Theor Popul Biol. 2018 Dec;124:81-92. doi: 10.1016/j.tpb.2018.09.005. Epub 2018 Oct 9.
The first terms of the Wright-Fisher (WF) site frequency spectrum that follow the coalescent approximation are determined precisely, with a view to understanding the accuracy of the coalescent approximation for large samples. The perturbing terms show that the probability of a single mutant in the sample (singleton probability) is elevated in WF but the rest of the frequency spectrum is lowered. A part of the perturbation can be attributed to a mismatch in rates of merger between WF and the coalescent. The rest of it can be attributed to the difference in the way WF and the coalescent partition children between parents. In particular, the number of children of a parent is approximately Poisson under WF and approximately geometric under the coalescent. Whereas the mismatch in rates raises the probability of singletons under WF, its offspring distribution being approximately Poisson lowers it. The two effects are of opposite sense everywhere except at the tail of the frequency spectrum. The WF frequency spectrum begins to depart from that of the coalescent only for sample sizes that are comparable to the population size. These conclusions are confirmed by a separate analysis that assumes the sample size n to be equal to the population size N. Partly thanks to the canceling effects, the total variation distance of WF minus coalescent is 0.12∕logN for a population sized sample with n=N, which is only 1% for N=2×10. The coalescent remains a good approximation for the site frequency spectrum of-large samples.

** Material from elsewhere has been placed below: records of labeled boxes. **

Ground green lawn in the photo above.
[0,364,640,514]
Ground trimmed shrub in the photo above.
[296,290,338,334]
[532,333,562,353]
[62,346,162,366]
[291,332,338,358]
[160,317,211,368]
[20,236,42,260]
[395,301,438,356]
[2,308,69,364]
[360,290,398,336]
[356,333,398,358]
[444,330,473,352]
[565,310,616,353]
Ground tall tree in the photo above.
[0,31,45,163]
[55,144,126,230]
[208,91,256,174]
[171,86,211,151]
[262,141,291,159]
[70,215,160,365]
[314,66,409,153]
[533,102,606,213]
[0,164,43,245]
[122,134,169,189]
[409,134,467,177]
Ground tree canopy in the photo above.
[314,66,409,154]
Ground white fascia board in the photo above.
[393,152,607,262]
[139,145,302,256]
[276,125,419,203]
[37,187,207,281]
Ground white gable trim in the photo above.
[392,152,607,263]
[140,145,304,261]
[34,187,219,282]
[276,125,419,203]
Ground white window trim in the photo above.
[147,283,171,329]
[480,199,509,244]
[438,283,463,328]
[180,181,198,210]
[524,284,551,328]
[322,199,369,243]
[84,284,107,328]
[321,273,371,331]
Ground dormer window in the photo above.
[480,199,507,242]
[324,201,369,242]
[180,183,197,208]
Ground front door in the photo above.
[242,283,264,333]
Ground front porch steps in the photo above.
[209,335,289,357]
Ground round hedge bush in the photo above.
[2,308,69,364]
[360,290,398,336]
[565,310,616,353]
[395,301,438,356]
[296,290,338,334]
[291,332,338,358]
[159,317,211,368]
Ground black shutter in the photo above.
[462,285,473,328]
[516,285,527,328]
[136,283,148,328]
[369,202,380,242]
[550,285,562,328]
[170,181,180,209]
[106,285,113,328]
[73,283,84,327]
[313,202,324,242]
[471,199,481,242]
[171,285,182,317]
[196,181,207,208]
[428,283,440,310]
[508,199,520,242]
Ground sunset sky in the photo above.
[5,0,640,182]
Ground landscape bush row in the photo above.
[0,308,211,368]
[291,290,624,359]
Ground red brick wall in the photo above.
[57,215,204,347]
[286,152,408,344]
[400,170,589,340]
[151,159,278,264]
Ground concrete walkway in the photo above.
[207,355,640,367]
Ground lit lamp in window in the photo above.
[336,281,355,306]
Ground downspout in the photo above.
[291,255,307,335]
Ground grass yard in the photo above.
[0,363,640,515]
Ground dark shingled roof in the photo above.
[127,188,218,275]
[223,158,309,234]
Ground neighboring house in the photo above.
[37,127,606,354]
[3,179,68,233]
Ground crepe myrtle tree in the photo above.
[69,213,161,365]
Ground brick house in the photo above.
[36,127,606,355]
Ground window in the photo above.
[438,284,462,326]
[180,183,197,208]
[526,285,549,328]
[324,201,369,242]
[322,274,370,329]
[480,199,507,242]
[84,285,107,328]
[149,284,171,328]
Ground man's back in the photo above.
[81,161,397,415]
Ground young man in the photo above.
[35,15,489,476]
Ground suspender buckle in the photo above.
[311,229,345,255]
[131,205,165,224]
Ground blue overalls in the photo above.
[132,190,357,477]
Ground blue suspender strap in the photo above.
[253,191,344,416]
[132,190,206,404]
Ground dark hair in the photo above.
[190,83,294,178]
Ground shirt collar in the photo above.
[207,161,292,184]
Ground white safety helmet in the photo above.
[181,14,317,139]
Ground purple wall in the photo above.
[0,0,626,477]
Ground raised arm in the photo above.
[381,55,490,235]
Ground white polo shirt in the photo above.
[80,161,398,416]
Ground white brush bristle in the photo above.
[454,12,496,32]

为了理解大样本下溯祖近似的准确性,精确确定了遵循溯祖近似的赖特-费希尔(WF)位点频率谱的首项。微扰项表明,样本中单个突变体的概率(单例概率)在WF中升高,但频率谱的其余部分降低。部分微扰可归因于WF与溯祖之间合并率的不匹配。其余部分可归因于WF与溯祖在亲子代之间分配子代方式的差异。具体而言,在WF下,亲本的子代数近似为泊松分布,而在溯祖下近似为几何分布。虽然合并率的不匹配提高了WF下单例的概率,但其近似泊松分布的子代分布却降低了该概率。除了在频率谱的尾部,这两种效应在各处的意义相反。WF频率谱仅在样本大小与种群大小相当的情况下才开始偏离溯祖频率谱。通过假设样本大小n等于种群大小N的单独分析,证实了这些结论。部分由于抵消效应,对于n = N的种群大小样本,WF减去溯祖的总变差距离为0.12∕logN,对于N = 2×10,该值仅为1%。对于大样本的位点频率谱,溯祖仍然是一个很好的近似。